All the spaces are disinfected several times a day, especially all the materials and objects used, and during the half-day we have a full disinfection.

However, what we still need to work on is the capacity of welcoming all the students from kindergarten at the same time. Currently, they come half-day to reduce the number of students at the same time in the classroom, and enable us to maintain the social distancing. We don’t exceed 12 students per class.

We are still thinking for the new back-to-school way of welcoming up to 20 students per class.

The other big issue we have not figured out is reopening the restaurant for lunchtime. We have to provide the restaurant for 450 students, and with the distancing, and with a short break period, it is impossible. We are still working on other alternatives.

2. What kind of involvement does the Korean Ministry of Education have with the school’s affairs specifically since its reopening?

The government regularly sends us the instructions and asks for the answering of surveys. They helped us with providing once a set of light masks, a disinfection of the premises, and the lending of a thermal camera.
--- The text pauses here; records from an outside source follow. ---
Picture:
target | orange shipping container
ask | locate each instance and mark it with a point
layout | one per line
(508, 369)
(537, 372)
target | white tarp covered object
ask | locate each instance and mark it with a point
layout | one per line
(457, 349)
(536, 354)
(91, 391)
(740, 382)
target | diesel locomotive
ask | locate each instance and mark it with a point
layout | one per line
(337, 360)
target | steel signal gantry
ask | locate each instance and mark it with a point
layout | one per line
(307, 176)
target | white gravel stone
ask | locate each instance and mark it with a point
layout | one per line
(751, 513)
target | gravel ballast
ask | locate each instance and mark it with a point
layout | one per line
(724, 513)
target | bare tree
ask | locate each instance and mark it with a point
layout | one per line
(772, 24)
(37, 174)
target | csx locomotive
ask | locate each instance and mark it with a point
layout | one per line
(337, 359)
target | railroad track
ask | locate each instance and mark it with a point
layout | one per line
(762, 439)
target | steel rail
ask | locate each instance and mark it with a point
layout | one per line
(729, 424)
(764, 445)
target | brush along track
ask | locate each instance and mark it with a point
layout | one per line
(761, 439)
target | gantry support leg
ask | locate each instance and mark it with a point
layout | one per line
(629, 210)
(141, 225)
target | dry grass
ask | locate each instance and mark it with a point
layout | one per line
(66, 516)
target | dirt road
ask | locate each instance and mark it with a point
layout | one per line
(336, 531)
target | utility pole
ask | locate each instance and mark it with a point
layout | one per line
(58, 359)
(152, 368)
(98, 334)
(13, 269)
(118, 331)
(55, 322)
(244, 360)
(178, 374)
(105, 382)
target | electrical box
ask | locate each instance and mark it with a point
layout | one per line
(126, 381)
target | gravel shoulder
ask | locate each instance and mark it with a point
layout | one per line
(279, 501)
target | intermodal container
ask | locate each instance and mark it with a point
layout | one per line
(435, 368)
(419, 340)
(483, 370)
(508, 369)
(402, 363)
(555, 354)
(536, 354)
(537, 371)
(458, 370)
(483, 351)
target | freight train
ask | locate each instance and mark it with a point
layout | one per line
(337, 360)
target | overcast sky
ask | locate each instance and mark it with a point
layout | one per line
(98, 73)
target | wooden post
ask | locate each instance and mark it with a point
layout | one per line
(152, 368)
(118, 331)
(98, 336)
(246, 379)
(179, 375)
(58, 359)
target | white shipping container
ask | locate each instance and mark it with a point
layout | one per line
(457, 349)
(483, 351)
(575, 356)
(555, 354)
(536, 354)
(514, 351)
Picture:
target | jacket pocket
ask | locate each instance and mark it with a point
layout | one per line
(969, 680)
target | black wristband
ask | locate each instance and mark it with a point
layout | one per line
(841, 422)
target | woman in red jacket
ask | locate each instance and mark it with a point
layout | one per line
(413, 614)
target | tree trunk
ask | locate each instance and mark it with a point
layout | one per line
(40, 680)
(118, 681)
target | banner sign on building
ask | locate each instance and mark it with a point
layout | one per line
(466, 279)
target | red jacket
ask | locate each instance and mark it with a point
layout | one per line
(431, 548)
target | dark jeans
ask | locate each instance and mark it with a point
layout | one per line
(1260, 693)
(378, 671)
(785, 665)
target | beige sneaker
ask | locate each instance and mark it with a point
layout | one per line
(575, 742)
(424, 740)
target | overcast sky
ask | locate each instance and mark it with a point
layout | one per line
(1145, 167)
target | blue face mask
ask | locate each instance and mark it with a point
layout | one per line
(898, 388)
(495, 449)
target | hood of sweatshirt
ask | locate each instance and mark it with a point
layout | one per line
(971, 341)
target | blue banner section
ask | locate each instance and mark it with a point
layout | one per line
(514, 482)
They also helped provide special masks made for deaf students.

We have regular meetings and work in total collaboration with the French Embassy, the Association of Students’ Parents and the Seoul Metropolitan Bureau of Education.
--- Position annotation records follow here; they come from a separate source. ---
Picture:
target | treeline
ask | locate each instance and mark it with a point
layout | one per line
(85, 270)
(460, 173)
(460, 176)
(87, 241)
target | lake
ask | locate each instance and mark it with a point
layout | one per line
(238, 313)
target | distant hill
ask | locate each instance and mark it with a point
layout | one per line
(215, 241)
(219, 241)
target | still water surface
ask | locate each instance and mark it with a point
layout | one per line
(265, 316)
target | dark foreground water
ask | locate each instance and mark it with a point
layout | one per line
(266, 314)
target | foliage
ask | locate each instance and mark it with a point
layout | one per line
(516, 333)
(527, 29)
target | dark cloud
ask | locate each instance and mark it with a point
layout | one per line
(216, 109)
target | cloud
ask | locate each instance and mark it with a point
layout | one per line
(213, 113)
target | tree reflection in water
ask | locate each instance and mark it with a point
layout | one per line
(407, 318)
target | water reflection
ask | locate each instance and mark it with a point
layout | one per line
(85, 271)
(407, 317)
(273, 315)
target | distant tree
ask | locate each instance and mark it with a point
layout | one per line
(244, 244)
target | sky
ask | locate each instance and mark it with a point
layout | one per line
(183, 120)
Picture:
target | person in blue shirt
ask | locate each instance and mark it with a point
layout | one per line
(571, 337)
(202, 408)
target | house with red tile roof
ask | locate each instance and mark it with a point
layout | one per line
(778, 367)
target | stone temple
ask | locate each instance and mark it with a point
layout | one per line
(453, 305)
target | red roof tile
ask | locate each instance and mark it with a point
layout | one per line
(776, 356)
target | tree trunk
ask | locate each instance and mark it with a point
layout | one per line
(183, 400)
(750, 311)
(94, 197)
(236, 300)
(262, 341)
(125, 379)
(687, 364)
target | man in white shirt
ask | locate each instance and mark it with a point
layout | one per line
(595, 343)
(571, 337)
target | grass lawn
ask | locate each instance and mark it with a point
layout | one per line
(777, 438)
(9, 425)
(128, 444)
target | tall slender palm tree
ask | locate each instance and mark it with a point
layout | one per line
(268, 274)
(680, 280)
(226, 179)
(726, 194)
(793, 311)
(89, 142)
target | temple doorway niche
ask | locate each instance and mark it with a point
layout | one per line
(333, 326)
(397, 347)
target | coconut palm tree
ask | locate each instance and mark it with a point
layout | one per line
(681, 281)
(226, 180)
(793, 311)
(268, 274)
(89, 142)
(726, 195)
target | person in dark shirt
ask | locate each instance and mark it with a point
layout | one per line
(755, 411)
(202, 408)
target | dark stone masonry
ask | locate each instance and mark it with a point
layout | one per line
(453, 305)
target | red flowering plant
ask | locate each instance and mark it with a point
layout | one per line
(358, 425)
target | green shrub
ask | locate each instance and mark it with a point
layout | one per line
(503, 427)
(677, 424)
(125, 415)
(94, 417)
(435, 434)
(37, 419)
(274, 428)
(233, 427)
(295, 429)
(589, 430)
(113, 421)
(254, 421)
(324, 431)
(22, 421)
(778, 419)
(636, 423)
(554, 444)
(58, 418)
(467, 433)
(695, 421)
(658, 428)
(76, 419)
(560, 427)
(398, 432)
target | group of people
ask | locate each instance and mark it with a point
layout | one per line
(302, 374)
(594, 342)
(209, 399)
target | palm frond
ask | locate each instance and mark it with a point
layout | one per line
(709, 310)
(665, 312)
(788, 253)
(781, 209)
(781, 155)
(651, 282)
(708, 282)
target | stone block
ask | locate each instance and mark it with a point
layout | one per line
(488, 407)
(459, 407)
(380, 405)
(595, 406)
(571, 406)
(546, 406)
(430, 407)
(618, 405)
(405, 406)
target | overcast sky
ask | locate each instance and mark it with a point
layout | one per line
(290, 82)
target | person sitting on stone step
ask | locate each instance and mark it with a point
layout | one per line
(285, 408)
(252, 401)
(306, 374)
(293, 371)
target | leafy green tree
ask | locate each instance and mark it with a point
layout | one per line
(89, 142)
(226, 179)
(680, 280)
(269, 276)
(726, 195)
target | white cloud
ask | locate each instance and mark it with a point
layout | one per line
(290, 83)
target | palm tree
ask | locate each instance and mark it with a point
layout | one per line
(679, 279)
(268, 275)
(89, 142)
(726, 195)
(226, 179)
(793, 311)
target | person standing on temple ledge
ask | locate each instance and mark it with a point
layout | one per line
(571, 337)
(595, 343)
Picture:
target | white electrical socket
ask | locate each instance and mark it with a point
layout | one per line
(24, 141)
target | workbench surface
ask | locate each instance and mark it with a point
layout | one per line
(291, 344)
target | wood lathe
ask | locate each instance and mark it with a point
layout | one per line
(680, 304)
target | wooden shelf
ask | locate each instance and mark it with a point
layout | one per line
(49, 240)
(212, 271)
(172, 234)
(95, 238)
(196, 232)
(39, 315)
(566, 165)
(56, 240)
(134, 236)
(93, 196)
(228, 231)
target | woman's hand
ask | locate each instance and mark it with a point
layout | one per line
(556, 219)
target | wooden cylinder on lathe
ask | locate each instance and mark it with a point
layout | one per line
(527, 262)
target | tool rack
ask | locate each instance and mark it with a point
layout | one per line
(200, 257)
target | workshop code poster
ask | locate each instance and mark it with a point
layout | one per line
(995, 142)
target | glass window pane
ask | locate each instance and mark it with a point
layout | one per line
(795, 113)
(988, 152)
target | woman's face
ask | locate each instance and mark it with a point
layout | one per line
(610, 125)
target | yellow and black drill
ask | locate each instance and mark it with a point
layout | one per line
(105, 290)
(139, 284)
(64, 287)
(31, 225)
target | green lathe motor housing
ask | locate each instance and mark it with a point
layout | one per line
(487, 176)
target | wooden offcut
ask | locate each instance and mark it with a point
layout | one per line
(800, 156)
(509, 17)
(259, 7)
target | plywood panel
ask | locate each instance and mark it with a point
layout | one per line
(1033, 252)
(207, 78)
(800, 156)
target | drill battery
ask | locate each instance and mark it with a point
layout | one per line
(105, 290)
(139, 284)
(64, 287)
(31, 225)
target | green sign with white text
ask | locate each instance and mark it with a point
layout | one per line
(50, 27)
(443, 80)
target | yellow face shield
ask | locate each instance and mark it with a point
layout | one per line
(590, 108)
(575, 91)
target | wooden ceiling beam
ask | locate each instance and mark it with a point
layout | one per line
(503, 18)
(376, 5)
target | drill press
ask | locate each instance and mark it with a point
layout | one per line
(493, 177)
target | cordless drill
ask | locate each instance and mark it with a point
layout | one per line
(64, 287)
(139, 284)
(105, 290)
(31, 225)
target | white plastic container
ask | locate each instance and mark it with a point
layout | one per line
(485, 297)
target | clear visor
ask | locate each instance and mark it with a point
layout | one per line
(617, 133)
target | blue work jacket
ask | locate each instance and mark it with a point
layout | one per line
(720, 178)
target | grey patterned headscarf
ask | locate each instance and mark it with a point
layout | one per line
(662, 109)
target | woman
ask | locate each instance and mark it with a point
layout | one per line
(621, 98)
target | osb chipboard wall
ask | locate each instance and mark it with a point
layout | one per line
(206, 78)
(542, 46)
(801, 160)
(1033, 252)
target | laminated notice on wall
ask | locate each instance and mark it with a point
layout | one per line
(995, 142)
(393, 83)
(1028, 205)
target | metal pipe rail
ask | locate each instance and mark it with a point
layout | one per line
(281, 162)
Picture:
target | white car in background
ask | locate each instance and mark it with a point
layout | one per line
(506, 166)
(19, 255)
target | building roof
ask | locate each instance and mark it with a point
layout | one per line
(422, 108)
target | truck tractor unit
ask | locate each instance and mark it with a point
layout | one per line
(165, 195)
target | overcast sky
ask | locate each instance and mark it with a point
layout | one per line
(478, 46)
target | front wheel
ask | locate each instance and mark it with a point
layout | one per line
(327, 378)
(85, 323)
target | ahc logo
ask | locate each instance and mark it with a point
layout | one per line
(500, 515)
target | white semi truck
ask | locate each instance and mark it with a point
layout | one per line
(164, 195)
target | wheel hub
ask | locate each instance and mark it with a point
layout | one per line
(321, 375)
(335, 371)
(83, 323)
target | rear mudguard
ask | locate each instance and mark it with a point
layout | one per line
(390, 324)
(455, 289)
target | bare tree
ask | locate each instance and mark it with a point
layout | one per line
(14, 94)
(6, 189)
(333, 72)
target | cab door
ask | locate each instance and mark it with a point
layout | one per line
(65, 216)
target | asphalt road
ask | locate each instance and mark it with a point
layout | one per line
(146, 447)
3. What advice would you give to parents of students who are hesitant to send their children back to school (if given the opportunity)?

If the school has a clear and strict sanitary protocol, parents can trust the school and the students. Actually, the kids are so happy to go back to school that they accept and respect all these new rules. All the education team are strongly concerned and mobilized to make the things work and to respect the rules. If everything is clear about the sanitizing, the regular use of disinfection, the barrier and prevention gestures and a clear common awareness and collective sharing of the protocol, then they work. We are often surprised to notice how students adapt and fit so easily and naturally to a new environment. They are full of resources and we have to be confident and trust them.

Then all the teachers, education staff and parents are here to work together and remind them of the rules.

Many may think it’s insane to be sending my girls to school at such a premature stage with the virus still lingering about. But this is the life that I now have to face and the government and school administration that I have to trust. Sadly, the life that I once knew and loved before COVID-19 is no longer the same, but what I do have is a small opportunity. It is a chance for my family to get a taste of normalcy — even if under false pretenses — to pick up the pieces of our lives shattered by this horrible pandemic, and put it back together piece-by-piece in the form of a smile or a hug from my girls as I fetch them from school, hearing a Father’s Day poem being recited, or even a simple greeting of “bonjour” between the teacher and I. Yes, this chance comes with a potential risk of exposure, but with vigilance and prayers, I will take these fleeting moments and try my best to slowly move on.